A acção foi conduzida pela Direcção da Protecção dos Consumidores, que verificou no terreno o funcionamento de mais de cem postos de carregamento. De acordo com o Governo do Luxemburgo, na maior parte dos casos os preços encontram-se acessíveis directamente no próprio equipamento ou através de um dispositivo simples, permitindo aos utilizadores dispor da informação necessária antes de qualquer utilização e calcular, à partida, o valor a pagar pela recarga.
Em determinadas situações, a informação tarifária só está disponível através de um código QR apresentado no ecrã. Embora esta solução possa cumprir as exigências legais quando correctamente aplicada, pressupõe o recurso a um telemóvel inteligente, podendo revelar-se menos imediata para alguns condutores. A fiscalização identificou ainda um número limitado de casos — cerca de doze por cento dos postos verificados — em que a indicação dos preços não estava conforme ou se mostrava insuficiente, sobretudo pela ausência de afixação dos valores ou por um acesso à informação considerado pouco legível ou incompleto.

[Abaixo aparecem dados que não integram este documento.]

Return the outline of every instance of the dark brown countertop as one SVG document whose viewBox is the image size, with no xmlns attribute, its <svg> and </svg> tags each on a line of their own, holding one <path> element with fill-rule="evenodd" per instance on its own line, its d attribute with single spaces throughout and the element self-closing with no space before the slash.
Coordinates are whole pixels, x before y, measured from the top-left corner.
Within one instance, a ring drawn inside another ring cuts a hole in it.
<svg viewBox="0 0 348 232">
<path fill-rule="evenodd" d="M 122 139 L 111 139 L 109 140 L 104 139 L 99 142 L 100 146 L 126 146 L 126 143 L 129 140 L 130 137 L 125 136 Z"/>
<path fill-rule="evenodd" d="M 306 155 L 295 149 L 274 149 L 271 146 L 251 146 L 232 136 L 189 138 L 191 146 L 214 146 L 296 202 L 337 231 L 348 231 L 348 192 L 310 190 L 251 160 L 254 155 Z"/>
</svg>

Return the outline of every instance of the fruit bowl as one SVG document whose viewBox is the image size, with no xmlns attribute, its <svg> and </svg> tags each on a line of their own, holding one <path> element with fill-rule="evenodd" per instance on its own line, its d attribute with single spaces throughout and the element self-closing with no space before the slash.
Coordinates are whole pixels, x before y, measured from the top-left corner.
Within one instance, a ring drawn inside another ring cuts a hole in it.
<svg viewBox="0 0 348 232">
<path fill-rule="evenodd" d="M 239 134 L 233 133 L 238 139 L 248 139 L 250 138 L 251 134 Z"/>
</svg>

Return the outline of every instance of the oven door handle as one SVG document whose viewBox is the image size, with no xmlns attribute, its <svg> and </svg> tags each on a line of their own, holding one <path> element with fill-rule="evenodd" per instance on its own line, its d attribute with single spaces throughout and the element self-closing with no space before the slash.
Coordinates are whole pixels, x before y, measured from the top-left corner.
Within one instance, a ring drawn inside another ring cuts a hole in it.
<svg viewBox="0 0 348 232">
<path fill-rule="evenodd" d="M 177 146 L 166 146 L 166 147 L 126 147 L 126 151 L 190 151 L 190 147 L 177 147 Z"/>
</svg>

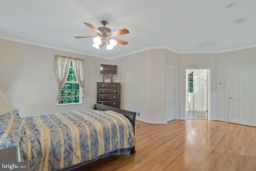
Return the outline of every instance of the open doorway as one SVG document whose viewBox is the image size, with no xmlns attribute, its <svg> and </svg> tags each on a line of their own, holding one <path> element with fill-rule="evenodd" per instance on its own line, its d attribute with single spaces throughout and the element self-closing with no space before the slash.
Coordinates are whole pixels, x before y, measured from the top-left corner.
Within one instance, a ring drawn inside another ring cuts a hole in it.
<svg viewBox="0 0 256 171">
<path fill-rule="evenodd" d="M 208 119 L 209 117 L 209 70 L 186 70 L 186 119 Z"/>
</svg>

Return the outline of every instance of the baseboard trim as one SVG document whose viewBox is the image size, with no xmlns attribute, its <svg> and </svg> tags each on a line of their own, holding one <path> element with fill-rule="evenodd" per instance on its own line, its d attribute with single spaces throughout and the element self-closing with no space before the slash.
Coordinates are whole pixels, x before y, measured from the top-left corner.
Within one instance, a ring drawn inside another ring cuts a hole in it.
<svg viewBox="0 0 256 171">
<path fill-rule="evenodd" d="M 136 120 L 141 121 L 142 122 L 145 122 L 150 124 L 166 124 L 167 123 L 164 122 L 150 122 L 150 121 L 146 121 L 146 120 L 142 119 L 140 118 L 136 118 Z"/>
<path fill-rule="evenodd" d="M 226 120 L 225 119 L 222 119 L 216 118 L 216 121 L 223 121 L 224 122 L 226 122 Z"/>
</svg>

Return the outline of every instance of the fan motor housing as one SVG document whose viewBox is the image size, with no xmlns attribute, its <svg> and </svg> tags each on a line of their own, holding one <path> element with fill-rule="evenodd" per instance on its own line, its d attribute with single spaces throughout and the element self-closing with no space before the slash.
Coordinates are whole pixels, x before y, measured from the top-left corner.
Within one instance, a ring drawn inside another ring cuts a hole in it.
<svg viewBox="0 0 256 171">
<path fill-rule="evenodd" d="M 111 32 L 110 29 L 106 27 L 100 27 L 98 28 L 98 30 L 100 30 L 100 32 L 107 32 L 108 33 Z"/>
</svg>

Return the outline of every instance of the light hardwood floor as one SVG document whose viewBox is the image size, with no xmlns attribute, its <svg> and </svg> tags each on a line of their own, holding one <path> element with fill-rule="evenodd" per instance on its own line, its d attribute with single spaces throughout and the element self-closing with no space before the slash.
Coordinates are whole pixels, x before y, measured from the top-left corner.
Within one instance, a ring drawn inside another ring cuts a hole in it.
<svg viewBox="0 0 256 171">
<path fill-rule="evenodd" d="M 256 128 L 220 121 L 136 121 L 134 154 L 91 171 L 256 171 Z"/>
</svg>

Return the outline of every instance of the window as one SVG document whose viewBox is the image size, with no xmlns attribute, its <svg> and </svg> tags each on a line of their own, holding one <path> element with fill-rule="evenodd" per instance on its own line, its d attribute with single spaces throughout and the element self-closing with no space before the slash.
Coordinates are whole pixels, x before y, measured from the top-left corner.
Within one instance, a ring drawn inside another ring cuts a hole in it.
<svg viewBox="0 0 256 171">
<path fill-rule="evenodd" d="M 61 90 L 60 94 L 62 100 L 59 101 L 59 104 L 80 102 L 80 89 L 79 85 L 75 75 L 71 62 L 67 81 Z"/>
<path fill-rule="evenodd" d="M 188 74 L 188 93 L 193 93 L 193 73 L 192 72 L 191 73 Z"/>
<path fill-rule="evenodd" d="M 82 103 L 85 96 L 85 61 L 56 55 L 54 66 L 58 87 L 57 104 Z"/>
</svg>

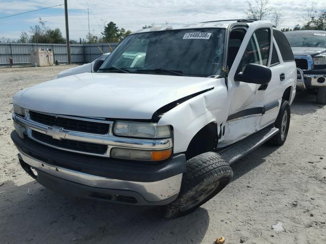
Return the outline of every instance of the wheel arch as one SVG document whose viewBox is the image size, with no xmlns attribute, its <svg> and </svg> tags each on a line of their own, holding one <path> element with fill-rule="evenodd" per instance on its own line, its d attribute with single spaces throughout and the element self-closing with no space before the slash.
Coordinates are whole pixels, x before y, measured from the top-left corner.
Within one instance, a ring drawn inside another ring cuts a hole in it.
<svg viewBox="0 0 326 244">
<path fill-rule="evenodd" d="M 290 103 L 292 100 L 291 98 L 292 92 L 293 87 L 292 86 L 288 86 L 286 89 L 285 89 L 285 90 L 284 90 L 282 97 L 282 100 L 286 100 L 289 102 L 289 103 Z"/>
<path fill-rule="evenodd" d="M 219 142 L 218 125 L 213 121 L 201 128 L 188 145 L 185 156 L 187 160 L 204 152 L 216 151 Z"/>
</svg>

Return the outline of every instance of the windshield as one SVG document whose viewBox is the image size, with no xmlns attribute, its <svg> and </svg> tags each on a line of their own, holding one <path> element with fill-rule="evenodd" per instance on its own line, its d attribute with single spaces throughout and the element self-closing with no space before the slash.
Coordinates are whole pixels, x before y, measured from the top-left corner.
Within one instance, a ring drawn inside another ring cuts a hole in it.
<svg viewBox="0 0 326 244">
<path fill-rule="evenodd" d="M 326 33 L 284 33 L 292 47 L 326 47 Z"/>
<path fill-rule="evenodd" d="M 206 77 L 219 75 L 225 29 L 199 28 L 132 34 L 114 50 L 100 72 Z"/>
</svg>

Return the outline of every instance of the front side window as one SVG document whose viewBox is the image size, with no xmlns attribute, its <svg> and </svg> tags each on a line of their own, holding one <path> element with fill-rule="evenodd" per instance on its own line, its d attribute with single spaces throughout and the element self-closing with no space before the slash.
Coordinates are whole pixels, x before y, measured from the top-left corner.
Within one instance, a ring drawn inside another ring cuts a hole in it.
<svg viewBox="0 0 326 244">
<path fill-rule="evenodd" d="M 277 55 L 277 52 L 275 49 L 275 46 L 273 44 L 273 50 L 271 52 L 271 59 L 270 60 L 270 66 L 276 65 L 280 63 L 279 57 Z"/>
<path fill-rule="evenodd" d="M 225 33 L 225 29 L 207 28 L 132 34 L 99 72 L 218 75 L 223 64 Z"/>
<path fill-rule="evenodd" d="M 267 66 L 270 45 L 269 29 L 258 29 L 250 39 L 239 66 L 239 71 L 243 71 L 248 64 Z"/>
</svg>

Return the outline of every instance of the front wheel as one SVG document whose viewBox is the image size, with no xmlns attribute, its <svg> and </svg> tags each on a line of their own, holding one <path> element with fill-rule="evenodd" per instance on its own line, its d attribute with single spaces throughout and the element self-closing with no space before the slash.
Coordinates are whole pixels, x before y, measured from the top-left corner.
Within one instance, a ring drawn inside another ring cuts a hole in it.
<svg viewBox="0 0 326 244">
<path fill-rule="evenodd" d="M 326 104 L 326 87 L 319 87 L 317 91 L 317 103 Z"/>
<path fill-rule="evenodd" d="M 289 102 L 286 100 L 282 101 L 279 114 L 275 123 L 275 127 L 280 131 L 269 140 L 269 142 L 270 144 L 276 146 L 282 146 L 284 144 L 289 132 L 290 115 L 291 110 Z"/>
<path fill-rule="evenodd" d="M 228 185 L 233 172 L 218 154 L 205 152 L 187 161 L 178 198 L 162 207 L 165 219 L 184 216 L 204 204 Z"/>
</svg>

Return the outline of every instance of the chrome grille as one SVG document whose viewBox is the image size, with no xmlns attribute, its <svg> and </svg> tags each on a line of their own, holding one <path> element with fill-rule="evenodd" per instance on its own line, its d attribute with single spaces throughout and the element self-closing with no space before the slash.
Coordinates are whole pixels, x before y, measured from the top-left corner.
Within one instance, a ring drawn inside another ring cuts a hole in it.
<svg viewBox="0 0 326 244">
<path fill-rule="evenodd" d="M 74 151 L 80 151 L 90 154 L 104 154 L 107 149 L 107 146 L 106 145 L 73 141 L 65 139 L 57 140 L 50 136 L 35 131 L 32 131 L 32 136 L 33 138 L 44 143 Z"/>
<path fill-rule="evenodd" d="M 43 125 L 61 127 L 65 130 L 88 133 L 105 135 L 108 133 L 107 124 L 58 117 L 49 114 L 30 111 L 31 119 Z"/>
<path fill-rule="evenodd" d="M 57 149 L 110 157 L 112 147 L 164 150 L 172 147 L 172 138 L 146 139 L 116 136 L 112 131 L 113 121 L 103 118 L 76 117 L 28 110 L 25 114 L 26 116 L 22 116 L 13 113 L 14 123 L 24 127 L 31 139 Z"/>
</svg>

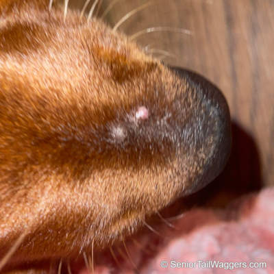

Para corrigir estas falhas, a Direcção da Protecção dos Consumidores está a trabalhar em articulação com a Direcção-Geral da Energia do Ministério da Economia e com a Klima-Agence, acompanhando os operadores no caminho para a plena conformidade. Os compromissos assumidos serão objecto de seguimento e, se necessário, de controlos complementares destinados a assegurar a aplicação efectiva das correcções. «Esta campanha constitui uma primeira etapa na avaliação das práticas do sector. Vamos prosseguir os controlos para acompanhar a evolução das práticas, incentivar os esforços de melhoria e garantir, a prazo, uma transparência óptima para todos os consumidores», afirmou a ministra da Protecção dos Consumidores, Martine Hansen.